Tiyatro ve sinema oyuncusu Levent Üzümcü, 4 Eylül'de İstanbul'da yapılacak olan "Gericiliğe, emperyalizme, darbecilere boyun eğmeyeceğiz" mitingine çağrı yaptı
Üzümcü, Yenikapı mitinginin demokrasi mitingi değil AKP güzellemesi olduğunu belirterek, "FETÖ'yü yaratan siyasetçiler bedel ödemiyor, bedeli akademisyenlere, sanatçılara ödetiyorlar" dedi.
4 Eylül'de bir grup akademisyen, sanatçı, gazeteci, siyasetçi, yazarın çağrısıyla İstanbul'da gerçekleşecek olan "Gericiliğe, emperyalizme, darbecilere boyun eğmeyeceğiz" mitinginin çağrıcıları arasında tiyatro ve sinema oyuncusu Levent Üzümcü de katıldı. Üzümcü, "FETÖ'yü yaratan siyasetçiler bedel ödemiyor, bedeli akademisyenlere, sanatçılara ödetiyorlar" dedi.
"FETÖ'YÜ YARATAN SİYASETÇİLER BEDEL ÖDEMİYOR"
Üzümcü, şunları söyledi: "Sosyalist Enternasyonel toplantısında sivil ve askeri darbe karşıtı yaptığım konuşma nedeniyle, bu siyasi iktidar beni işimden etti. Ve şimdi aynı siyasi iktidarın parayla tuttuğu troller neredeyse beni Fethullah Gülenci ilan edecekler. Öylesine müthiş bir karmaşa var ki... Bir kaos, bir girdap... O kaosun içine girmemek, çok ciddi bir irade gerektiriyor.
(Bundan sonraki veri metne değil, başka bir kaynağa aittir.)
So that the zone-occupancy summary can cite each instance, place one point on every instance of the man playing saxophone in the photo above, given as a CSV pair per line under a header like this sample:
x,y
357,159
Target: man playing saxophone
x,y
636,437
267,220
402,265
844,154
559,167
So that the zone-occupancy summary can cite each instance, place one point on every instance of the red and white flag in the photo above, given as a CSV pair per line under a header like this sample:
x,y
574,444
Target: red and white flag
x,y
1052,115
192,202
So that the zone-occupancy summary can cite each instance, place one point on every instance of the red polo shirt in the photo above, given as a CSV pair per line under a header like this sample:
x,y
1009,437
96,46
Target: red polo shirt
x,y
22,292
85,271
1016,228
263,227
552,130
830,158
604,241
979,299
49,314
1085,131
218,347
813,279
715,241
Bu nedenle 4 Eylül'deki miting görüşümüzü, bakışımızı berraklaştıracak, aklımızı açacak bir miting olacak"
Darbe girişimi nedeniyle askeri okullara, liselere, kolejlere, birçok memura, hiç suçu olmayan tiyatroculara, akademisyenlere, demokrasi tarafında duran birçok insana bedel ödetildiğini vurgulayan Üzümcü, "Ama her nedense tüm bunlara neden olan, FETÖ'yü yaratan siyasetçiler bedel ödemiyor" dedi.
"YENİKAPI, DÜZEN SİYASETİ GİBİ RUHSUZ, NAYLON BİR YER"
Yenikapı mitingini de eleştiren Üzümcü, "Demokrasi, toplumdaki azınlıkların da hakkını korumak üzerine kurulmuş bir sistem. Türkiye'de sosyalizme inananların sayısının daha az olması, sosyalizmin yanlış olduğu anlamına gelmez. Demokrasi mitinglerinde az destekçili partilerin bulunmaması demokrasinin bir ayıbıdır. Gerçek anlamda demokrasi herkesin katılımıyla olur. Yenikapı alanı, AKP güzellemesine uygun olarak yapılmış bir mekandır. Dikkat ederseniz 1 Mayıs'ta da Türkiye işçi sınıfına gösterilen mekan burasıdır. Buraları gösteri için yapmışlardı ancak buranın bir ruhu yok, burası naylon bir yer. Burası deniz doldurularak yapılmış, ruhu olmayan, geçmişi olmayan bir yer. Bu ruhsuzluk, Türkiye'deki genel düzen siyasetine de çok benziyor. Bir kabalık, bir zevksizlik hakim. Malesef böyle bir sıkıntı var" diye konuştu.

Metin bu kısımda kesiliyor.